Forum Rule: Always post complete source code & details to reproduce any issue!
Page 1 of 2 1 2 LastLast
Results 1 to 25 of 38

Thread: 3D Rendering on Teensy

  1. #1
    Senior Member JarkkoL's Avatar
    Join Date
    Jul 2013
    Posts
    114

    3D Rendering on Teensy

    Had some fun porting my tiled software rasterizer to Teensy & ILI9341



    Cheers, Jarkko

  2. #2
    Senior Member
    Join Date
    Apr 2017
    Posts
    214
    That is really cool!

  3. #3
    Senior Member+ defragster's Avatar
    Join Date
    Feb 2015
    Posts
    10,936
    Very smooth - go T_3.6

  4. #4
    That is goooood!

  5. #5
    Senior Member PaulStoffregen's Avatar
    Join Date
    Nov 2012
    Posts
    21,473
    Wow, looks amazing.

    Any chance we'll get to see this incredible code?

  6. #6
    Senior Member+ mjs513's Avatar
    Join Date
    Jul 2014
    Location
    New York
    Posts
    4,807
    Looks really good. Interesting note is that you are using 4k triangles. Didn't think there was enough space so would be interesting to see the code as well. I did mange to get Michael Rule's Arduino 3d code ported over which you can see in this video: https://vimeo.com/150386845, works even better on a Teensy 4.

  7. #7
    Senior Member JarkkoL's Avatar
    Join Date
    Jul 2013
    Posts
    114
    This 3D model is taking only 37kb of memory and stored in MCU flash so it's not an issue at all. I have a tool which processes and compresses 3D objects with custom vertex formats so that they can be embedded to your program and be directly rendered from the program memory. The model is broken into meshlets and vertices processed in batches (max 64/batch) to reduce vertex transform cost. There's also vertex cache to reduce retransforms across tiles but I had it disabled for this demo.

    I have thought of releasing the 3d graphics lib at some point, but it needs some more work. For example I like to implement DMA transfer of tiles to ILI9341, add texture sampling, visibility cone culling, some other further optimizations, some cleanup & restructuring, etc.

  8. #8
    Senior Member Projectitis's Avatar
    Join Date
    Feb 2018
    Location
    New Zealand
    Posts
    168
    Super impressive. I’ll be keeping an eye open for that lib when it’s released

  9. #9
    Senior Member+ mjs513's Avatar
    Join Date
    Jul 2014
    Location
    New York
    Posts
    4,807
    @JarkkoL
    Indeed impressive. Looking forward to see how you implemented it.

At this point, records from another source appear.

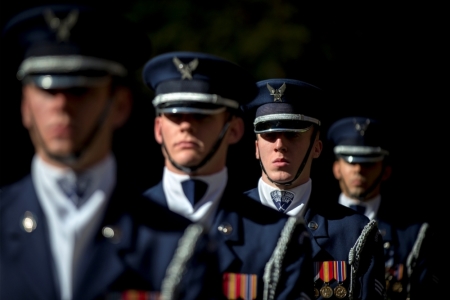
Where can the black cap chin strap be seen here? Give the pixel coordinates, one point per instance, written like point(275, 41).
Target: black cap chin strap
point(302, 165)
point(190, 170)
point(72, 158)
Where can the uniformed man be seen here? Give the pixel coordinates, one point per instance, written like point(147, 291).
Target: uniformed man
point(73, 228)
point(263, 254)
point(362, 165)
point(347, 247)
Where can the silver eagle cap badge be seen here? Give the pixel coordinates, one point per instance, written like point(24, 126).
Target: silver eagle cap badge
point(185, 69)
point(277, 93)
point(361, 128)
point(62, 27)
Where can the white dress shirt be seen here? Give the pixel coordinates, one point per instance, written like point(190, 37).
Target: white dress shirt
point(71, 228)
point(371, 205)
point(300, 201)
point(205, 209)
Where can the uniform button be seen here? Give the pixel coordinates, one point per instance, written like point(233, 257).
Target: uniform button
point(313, 225)
point(225, 228)
point(113, 234)
point(29, 222)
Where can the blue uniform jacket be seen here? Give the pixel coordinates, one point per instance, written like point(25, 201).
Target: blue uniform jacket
point(335, 229)
point(248, 244)
point(410, 272)
point(136, 259)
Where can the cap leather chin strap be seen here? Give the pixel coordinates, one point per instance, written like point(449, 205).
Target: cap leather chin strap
point(190, 170)
point(72, 158)
point(302, 165)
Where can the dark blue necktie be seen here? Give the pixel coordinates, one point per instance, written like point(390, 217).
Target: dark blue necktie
point(75, 190)
point(194, 189)
point(282, 199)
point(359, 208)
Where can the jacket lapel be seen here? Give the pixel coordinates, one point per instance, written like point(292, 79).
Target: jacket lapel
point(102, 264)
point(30, 251)
point(318, 228)
point(157, 194)
point(224, 221)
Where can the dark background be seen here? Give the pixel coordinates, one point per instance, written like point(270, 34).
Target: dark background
point(383, 60)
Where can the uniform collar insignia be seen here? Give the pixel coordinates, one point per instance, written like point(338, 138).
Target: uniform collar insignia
point(62, 27)
point(185, 69)
point(277, 93)
point(361, 128)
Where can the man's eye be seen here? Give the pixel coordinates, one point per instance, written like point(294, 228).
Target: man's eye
point(291, 135)
point(199, 117)
point(269, 136)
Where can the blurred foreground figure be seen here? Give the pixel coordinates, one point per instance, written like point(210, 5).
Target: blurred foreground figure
point(263, 254)
point(347, 248)
point(362, 165)
point(74, 228)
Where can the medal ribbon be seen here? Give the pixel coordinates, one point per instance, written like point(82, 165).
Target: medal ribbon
point(316, 270)
point(399, 272)
point(326, 271)
point(240, 286)
point(340, 270)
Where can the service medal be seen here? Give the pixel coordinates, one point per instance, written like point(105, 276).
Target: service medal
point(316, 293)
point(340, 292)
point(326, 291)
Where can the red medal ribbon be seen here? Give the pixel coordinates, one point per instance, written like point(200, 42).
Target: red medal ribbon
point(326, 271)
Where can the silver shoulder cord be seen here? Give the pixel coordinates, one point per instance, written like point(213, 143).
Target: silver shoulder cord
point(355, 254)
point(412, 257)
point(273, 267)
point(177, 267)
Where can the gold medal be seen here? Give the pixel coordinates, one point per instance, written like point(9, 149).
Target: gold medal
point(316, 293)
point(326, 291)
point(340, 291)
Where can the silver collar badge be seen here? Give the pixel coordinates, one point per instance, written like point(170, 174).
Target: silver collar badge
point(361, 128)
point(62, 27)
point(277, 93)
point(185, 69)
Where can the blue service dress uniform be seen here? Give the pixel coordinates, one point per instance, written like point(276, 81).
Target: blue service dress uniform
point(129, 263)
point(247, 234)
point(410, 264)
point(335, 230)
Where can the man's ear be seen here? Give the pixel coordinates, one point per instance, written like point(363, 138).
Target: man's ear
point(157, 130)
point(257, 149)
point(337, 170)
point(317, 149)
point(26, 114)
point(386, 173)
point(236, 130)
point(123, 105)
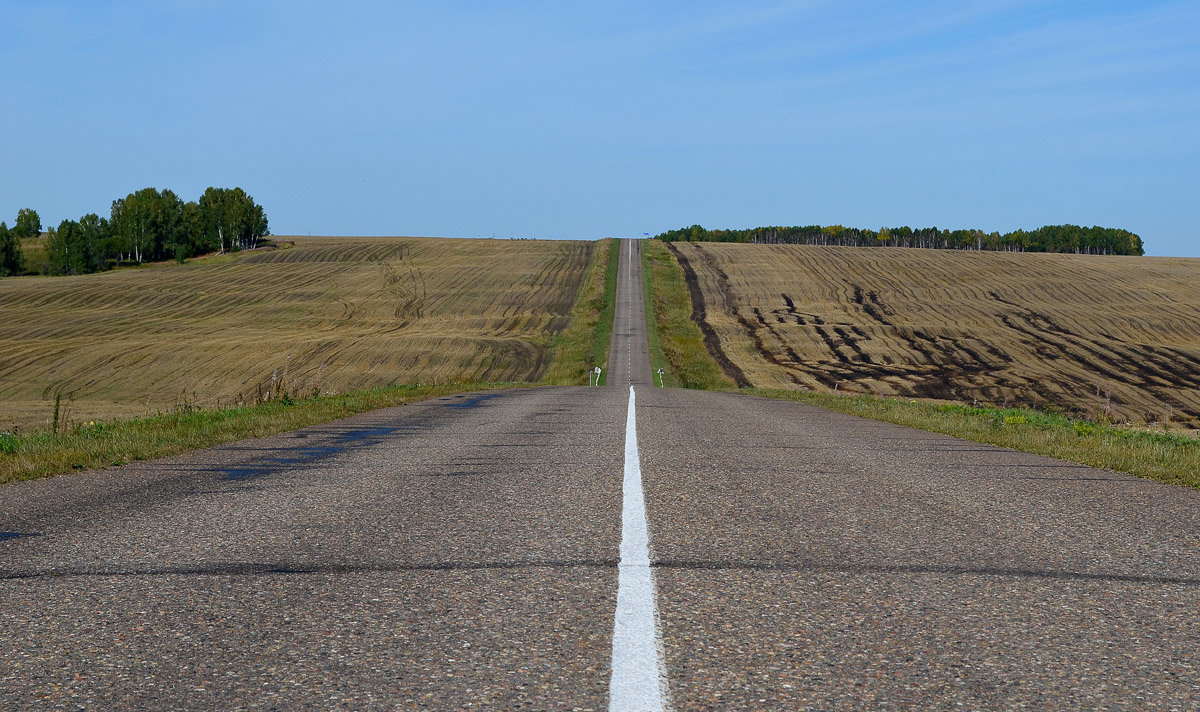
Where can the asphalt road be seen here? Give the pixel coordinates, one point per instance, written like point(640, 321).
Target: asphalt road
point(463, 554)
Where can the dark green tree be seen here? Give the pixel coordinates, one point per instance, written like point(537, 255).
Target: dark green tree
point(12, 261)
point(147, 223)
point(231, 219)
point(28, 223)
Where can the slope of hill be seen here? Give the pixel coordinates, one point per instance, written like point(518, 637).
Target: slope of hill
point(329, 313)
point(1108, 337)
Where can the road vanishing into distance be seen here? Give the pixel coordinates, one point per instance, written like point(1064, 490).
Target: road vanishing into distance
point(490, 551)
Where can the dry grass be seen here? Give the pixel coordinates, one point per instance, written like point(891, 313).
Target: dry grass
point(327, 313)
point(1103, 337)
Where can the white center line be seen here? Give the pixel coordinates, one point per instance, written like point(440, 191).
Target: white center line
point(637, 682)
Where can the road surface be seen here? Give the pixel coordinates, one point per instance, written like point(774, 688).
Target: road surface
point(465, 552)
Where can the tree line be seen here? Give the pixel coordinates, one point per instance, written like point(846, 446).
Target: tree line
point(144, 226)
point(1051, 238)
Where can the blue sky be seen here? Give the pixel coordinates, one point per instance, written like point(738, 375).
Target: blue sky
point(559, 119)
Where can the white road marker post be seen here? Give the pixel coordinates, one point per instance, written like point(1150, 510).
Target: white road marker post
point(637, 682)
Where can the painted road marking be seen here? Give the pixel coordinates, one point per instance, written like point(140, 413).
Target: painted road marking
point(637, 682)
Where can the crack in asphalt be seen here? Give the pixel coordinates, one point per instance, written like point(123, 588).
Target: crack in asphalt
point(258, 569)
point(922, 569)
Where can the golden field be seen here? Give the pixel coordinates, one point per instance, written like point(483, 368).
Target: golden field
point(328, 313)
point(1104, 337)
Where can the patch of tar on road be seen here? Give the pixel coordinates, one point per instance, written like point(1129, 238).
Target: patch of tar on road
point(472, 401)
point(357, 437)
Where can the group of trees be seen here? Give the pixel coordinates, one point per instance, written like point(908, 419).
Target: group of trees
point(28, 225)
point(147, 226)
point(1051, 238)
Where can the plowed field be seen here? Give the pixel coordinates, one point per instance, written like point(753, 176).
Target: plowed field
point(1115, 337)
point(330, 312)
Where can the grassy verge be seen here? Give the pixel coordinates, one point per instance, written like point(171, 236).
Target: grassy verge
point(1161, 456)
point(583, 345)
point(676, 343)
point(1157, 455)
point(102, 444)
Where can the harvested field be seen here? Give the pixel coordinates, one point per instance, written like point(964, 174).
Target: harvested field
point(334, 313)
point(1105, 337)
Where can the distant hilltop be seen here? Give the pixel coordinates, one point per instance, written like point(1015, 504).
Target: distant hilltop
point(1051, 238)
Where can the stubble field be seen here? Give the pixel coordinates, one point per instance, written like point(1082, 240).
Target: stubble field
point(1104, 337)
point(328, 313)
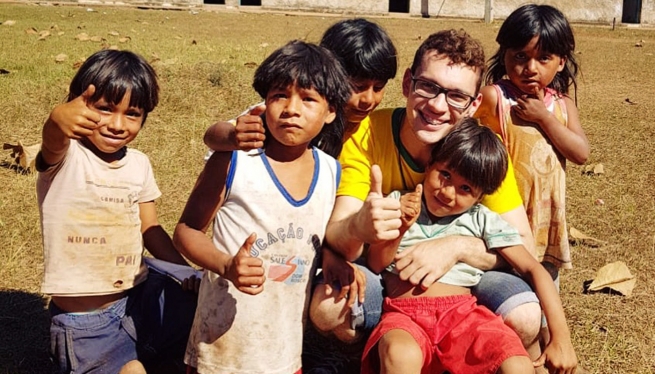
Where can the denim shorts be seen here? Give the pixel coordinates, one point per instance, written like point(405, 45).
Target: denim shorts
point(156, 311)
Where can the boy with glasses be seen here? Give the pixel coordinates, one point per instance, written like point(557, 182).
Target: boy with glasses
point(400, 141)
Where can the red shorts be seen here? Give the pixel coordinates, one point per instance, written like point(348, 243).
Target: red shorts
point(454, 333)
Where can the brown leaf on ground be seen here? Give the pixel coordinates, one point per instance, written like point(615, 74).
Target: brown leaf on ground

    Wait till you get yourself a T4.

  10. #10
    Senior Member JarkkoL's Avatar
    Join Date
    Jul 2013
    Posts
    114
    Thanks for the nice feedback

  11. #11
    Senior Member JarkkoL's Avatar
    Join Date
    Jul 2013
    Posts
    114
    Added DMA support, which gave nice performance boost


  12. #12
    Senior Member+ mjs513's Avatar
    Join Date
    Jul 2014
    Location
    New York
    Posts
    4,807
    Yep DMA support makes a big difference as well as frame buffering which most of the current display libraries support. Inspired me to keep working on my merging of two libraries highly modified opengl (v1) for the T4 and the Arduino3D rendering libs that I posted previously. While not as good as yours I did manage to get the beginning of shading incorporated but still need to work on back face culling, etc. Heres a video I just posted showing a meshlab teapot imported into the lib (only 256 faces for this test):


  13. #13
    Hello,

    To start I would like to say that I am impressed by the work you have provided.
    Do you think it would be possible to adapt it for the gameduino 3x and more generally for the FT81x and BT81x chips?

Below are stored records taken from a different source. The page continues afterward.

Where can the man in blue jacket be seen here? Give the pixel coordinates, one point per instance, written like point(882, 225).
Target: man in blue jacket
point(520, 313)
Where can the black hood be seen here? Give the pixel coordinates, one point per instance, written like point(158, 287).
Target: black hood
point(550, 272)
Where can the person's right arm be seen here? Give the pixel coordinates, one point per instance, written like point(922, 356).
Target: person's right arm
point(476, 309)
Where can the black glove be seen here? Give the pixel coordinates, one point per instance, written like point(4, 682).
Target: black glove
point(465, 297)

    They have a rather particular functioning but it has the advantage of managing large resolutions and having a very good 2D acceleration.
    That said it does not (or almost not) 3D rendering.

  14. #14
    Senior Member JarkkoL's Avatar
    Join Date
    Jul 2013
    Posts
    114
    @mjs513 Very cool! Nice to have other 3D graphics enthusiast working on Arduino as well I got the lib working on T4 via synchronous SPI transfer, but I have to port the DMA code to T4 as well. Should be trivial with code references from KurtE's graphics lib.

    @Armadafg Thanks! It's definitely possible as long as the device supports sending pixel data to it. I have designed this lib portability in mind and abstracted the actual display device in the code so that you only need to implement HW-specific tile submission to the display. You can also write the pixel shading to either output to the native pixel format directly, or to some intermediate format and convert to native format upon tile submission.

  15. #15
    Precisely, these graphics chips have a big defect which is to have a very limited instruction number compared to the power of the chips (from 1000 to 2000 instruction around).
    This is due to the fact that the CPU sends in a well-defined part of graphics chips the instructions that it will have to execute. And this part of memory is very very limited.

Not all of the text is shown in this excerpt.